The Spencer siblings are in an impossible situation, and for the loved ones of a dying patient, everything hinges on the compassion and care of the hospital staff. While some moments from my experiences still haunt me, I take equal comfort in the kindness we were shown by doctors, nurses, and staff—people who could have seen us as just another case on a clipboard but didn’t. I remember making the final call to let a loved one go and being hugged by a nurse I had met mere hours earlier. It meant the world. Nobody gave me the Ho’oponopono mantra* that Dr. Robby shared with the Spencers, but I did hear other words of quiet support — encouragement to make whatever peace needed to be made before saying goodbye.
*In the show, Dr. Robby describes Ho’oponopono as saying, “I love you, thank you, I forgive you, please forgive me.” Such a simple concept, yet it felt like a gut punch. I had never heard of Ho’oponopono before, but it immediately brought me back to my own experiences, where I instinctively went through a similar process—even if I didn’t need to forgive either of them for anything. If you take one thing from this, I’d implore you to remember this mantra if you ever find yourself in this awful situation. It’s an emotional roadmap.
This past week’s episode hit me in a similar way when Dr.
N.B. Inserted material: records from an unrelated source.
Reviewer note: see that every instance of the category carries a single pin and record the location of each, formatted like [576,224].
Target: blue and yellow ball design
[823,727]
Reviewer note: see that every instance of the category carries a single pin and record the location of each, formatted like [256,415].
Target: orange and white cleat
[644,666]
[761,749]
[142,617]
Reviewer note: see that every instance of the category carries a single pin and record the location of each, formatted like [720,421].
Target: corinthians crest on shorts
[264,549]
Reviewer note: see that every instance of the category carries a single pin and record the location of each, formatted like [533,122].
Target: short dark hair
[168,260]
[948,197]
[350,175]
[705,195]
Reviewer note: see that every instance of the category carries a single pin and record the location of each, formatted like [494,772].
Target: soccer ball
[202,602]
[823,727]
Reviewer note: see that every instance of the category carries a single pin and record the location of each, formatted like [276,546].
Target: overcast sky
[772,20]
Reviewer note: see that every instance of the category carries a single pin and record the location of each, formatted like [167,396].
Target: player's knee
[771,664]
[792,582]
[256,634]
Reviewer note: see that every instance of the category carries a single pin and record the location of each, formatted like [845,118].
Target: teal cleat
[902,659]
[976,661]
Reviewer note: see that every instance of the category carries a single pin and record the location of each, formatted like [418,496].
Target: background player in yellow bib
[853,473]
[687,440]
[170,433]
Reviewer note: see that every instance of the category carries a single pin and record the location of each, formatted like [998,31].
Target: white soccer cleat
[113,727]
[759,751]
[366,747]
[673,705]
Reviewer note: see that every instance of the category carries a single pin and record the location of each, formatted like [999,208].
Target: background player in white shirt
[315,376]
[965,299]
Robby brought in a grief counselor for the parents of a brain-dead boy. There’s no greater devastation than losing a child. While my situation was different, I remember that same emotional fog — utterly drained, unsure of what to do next. The way the grief counselor helped guide the parents through those steps felt so true, not just in what she said but in how she carried herself. The tone of voice — soft yet firm — rang especially real.
But The Pitt doesn’t just get the emotional weight right, it also nails the strange reality of these moments. In a hospital, so many different stories unfold simultaneously. During one of my experiences, we were in the coronary wing, not the ER. Having a private room was invaluable, but sometimes I’d step into the hallway, either to give others space or just to breathe. Next door, another family was celebrating a patriarch’s successful bypass surgery. I remember smiling at the contrast — their joy, our grief. Not in jealousy, but in recognition of the messy, overlapping stories that make up life. The way The Pitt follows its cast through these patient narratives—flitting between rooms, lives, and tragedies—feels exactly like that moment.
Of course, the show is also medically accurate, and that realism hits hard in the depictions of death. As the Spencers sit with their father, it’s the sounds. Man. The beeps, the air flows, the patient’s breathing, the wetness in it, and then—Jesus Christ—that last breath. This show should be mandatory viewing for all adults past a certain age because nobody prepares us for this experience. The Pitt gets closer to embodying it than anything I’ve seen.
One last thing: gallows humor. The show captures it from the doctors and staff, but not from the families. Understandably so—it’s structured as an ER drama with real-time pacing. But when you’re in these situations for days, sometimes weeks, dark humor creeps in. It has to. In both of my experiences, that humor became an outlet. I even bonded with a nurse over it—she seemed to appreciate the lens through which I processed things.
In an interesting bit of timing—if one believes in such things—I’m writing this between two days of Yahrzeit candle lighting, a Jewish tradition for remembering the dead. Both loved good television. I wish, instead of writing about them in connection to The Pitt, I could tell them they should be watching it. It’s compelling television for all the reasons other reviews have covered, but more than that, it uses its 24-esque real-time approach to explore patient stories with a depth most medical dramas can’t. And in doing so, it’s making something important, something heartbreakingly real.